Singapore planned to relax preventive measures but had not done so yet, and authorities intended to relax them in phases in conjunction with the vaccination rate.

The government expected to vaccinate all six million people in the country by the end of this year.

It was expected that by the middle of July or August it would be able to relax some measures, and then more over the subsequent months. With over 50 percent of its population vaccinated, it was able to ease the restrictions on gathering size.

With the immunization rate expected to soon reach 80 percent, the country could allow people to travel.

Griffiths, who is in the U.K. as an advisory member of the Board of Public Health England (PHE) and chair of the PHE Global Health Committee, said though the U.K. also had Delta variants of Covid, which caused the number of new cases to increase, the country had not seen a big rise in hospital numbers.

This was due to vaccination, and people could learn to live with the pandemic like they lived with flu.

"Vietnam should not relax some principal measures because its vaccination rates are so low. The big message is to really drive hard on vaccination."

Living with Covid is for the long term

Teo said living with Covid would be inevitable in the long term given the extent of its spread globally, and the world would never be able to get rid of it.

Non-pharmaceutical intervention like border control, mask wearing and social distancing were not sustainable in the long term, and countries instead needed to rely on vaccination to live with Covid, he said.

Global surveillance should be stepped up, and nations should keep in touch with what was happening in other parts of the world, including the emergence of new variants and whether vaccination continued to be effective against them.

Griffiths said people in the U.K. were talking about the third dose of vaccine in September to boost immunity. It was one way to live with Covid in future, and if new strains got stronger, people had to make new vaccines.

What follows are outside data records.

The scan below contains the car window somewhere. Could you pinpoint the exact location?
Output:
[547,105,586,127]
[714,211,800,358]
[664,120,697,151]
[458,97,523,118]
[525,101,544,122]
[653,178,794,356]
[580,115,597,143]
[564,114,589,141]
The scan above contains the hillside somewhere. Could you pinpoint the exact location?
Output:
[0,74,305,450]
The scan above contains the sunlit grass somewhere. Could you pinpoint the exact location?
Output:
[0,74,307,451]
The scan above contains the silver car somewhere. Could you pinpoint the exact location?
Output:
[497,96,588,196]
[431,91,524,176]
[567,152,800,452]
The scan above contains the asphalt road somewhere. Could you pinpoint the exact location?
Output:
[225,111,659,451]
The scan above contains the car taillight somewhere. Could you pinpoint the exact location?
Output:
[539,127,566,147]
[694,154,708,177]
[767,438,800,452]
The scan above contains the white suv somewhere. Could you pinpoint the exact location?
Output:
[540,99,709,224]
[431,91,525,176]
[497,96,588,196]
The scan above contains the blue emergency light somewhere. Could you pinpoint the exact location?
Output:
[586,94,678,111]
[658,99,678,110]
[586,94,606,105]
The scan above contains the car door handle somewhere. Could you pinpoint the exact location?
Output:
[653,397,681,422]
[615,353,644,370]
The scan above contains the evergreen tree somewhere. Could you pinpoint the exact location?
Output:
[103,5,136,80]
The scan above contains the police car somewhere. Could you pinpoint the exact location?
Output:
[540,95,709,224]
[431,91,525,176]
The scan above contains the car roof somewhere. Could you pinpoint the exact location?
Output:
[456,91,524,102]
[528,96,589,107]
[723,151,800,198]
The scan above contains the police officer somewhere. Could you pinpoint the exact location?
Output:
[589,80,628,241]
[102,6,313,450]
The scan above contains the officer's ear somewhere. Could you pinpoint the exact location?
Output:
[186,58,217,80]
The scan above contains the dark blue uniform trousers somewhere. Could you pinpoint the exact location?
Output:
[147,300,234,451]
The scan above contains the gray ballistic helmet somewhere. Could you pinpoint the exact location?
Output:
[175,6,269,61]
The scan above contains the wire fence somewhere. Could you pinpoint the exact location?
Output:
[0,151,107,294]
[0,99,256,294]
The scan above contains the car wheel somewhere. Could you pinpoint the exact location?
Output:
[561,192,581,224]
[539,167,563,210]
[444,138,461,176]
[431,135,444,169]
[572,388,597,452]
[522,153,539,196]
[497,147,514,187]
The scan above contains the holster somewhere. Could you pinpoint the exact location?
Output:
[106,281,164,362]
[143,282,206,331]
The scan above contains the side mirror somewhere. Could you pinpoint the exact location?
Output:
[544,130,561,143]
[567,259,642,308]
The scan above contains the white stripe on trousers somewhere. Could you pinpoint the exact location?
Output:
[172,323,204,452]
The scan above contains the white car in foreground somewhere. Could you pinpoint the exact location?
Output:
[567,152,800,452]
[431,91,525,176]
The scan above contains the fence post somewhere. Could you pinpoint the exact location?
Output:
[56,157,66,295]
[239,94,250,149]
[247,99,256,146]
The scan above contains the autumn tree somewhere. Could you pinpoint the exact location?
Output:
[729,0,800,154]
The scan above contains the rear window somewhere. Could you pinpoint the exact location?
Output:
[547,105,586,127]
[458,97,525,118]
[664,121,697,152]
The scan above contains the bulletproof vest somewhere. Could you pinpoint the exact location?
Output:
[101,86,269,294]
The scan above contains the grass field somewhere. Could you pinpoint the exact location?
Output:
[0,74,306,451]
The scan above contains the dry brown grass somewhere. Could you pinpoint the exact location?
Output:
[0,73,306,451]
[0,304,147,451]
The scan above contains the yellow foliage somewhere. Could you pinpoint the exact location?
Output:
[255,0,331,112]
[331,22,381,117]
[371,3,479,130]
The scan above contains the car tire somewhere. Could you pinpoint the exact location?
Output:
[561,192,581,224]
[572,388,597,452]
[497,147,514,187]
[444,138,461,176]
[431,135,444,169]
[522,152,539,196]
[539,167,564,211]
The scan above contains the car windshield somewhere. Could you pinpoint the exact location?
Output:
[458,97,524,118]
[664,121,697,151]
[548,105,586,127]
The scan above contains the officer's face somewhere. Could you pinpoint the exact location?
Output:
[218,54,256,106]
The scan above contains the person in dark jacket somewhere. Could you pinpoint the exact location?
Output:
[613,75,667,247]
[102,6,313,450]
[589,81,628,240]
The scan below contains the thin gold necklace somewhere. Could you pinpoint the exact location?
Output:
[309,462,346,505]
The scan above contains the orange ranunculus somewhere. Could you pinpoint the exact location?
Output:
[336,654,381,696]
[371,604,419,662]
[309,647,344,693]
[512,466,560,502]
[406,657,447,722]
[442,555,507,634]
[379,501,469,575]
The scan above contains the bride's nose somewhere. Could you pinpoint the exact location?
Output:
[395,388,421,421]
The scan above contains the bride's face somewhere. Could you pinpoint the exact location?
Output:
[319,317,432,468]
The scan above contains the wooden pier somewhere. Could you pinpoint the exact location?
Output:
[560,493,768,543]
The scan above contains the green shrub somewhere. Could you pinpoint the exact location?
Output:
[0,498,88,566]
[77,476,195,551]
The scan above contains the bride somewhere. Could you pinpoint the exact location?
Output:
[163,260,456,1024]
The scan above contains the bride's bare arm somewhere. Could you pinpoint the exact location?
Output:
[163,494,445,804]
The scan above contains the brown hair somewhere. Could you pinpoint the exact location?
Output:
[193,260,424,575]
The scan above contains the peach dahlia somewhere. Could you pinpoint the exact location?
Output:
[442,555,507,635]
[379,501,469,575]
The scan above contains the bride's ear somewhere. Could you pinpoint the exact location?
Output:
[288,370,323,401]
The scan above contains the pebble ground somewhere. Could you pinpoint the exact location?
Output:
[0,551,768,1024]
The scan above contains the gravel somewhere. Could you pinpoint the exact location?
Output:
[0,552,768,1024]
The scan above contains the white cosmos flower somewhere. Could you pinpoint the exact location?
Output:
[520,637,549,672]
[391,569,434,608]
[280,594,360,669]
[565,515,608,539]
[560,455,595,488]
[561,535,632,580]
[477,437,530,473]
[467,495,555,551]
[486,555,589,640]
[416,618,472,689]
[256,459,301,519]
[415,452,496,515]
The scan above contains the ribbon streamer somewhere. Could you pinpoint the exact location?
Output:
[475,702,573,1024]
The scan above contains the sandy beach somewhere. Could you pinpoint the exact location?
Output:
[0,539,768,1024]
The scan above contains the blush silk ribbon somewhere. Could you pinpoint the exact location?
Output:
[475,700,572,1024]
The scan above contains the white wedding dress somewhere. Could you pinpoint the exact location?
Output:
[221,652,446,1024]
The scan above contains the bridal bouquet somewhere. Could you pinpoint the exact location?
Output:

Concurring with Teo that Covid would become endemic, Professor Tuan Nguyen of the School of Population Health, University of New South Wales, Australia, said not just Vietnam but all countries in the world had to recognize the simple fact that the coronavirus would not disappear but would stay with people forever.

Since the 1980s people had modified their way of life due to the HIV epidemic.

"I expect that we have to accept that from now on, the way we live, work and socialize will never be the same as before Covid."

Tuan had predicted in a Facebook post that people would see social distancing as the norm in future and social distancing would affect every aspect of life from public transport and education to work and interaction between people.

It was likely that bus, train, and airplanes would have to be redesigned, people would work from home more often and there would be a surge in e-commerce and the digital economy.

"It is highly likely that in the name of public health, the government will continue to use surveillance technology to monitor the movement of people, and this prospect has raised a deep concern, even ire, that people are on the verge of losing their privacy and civil liberty."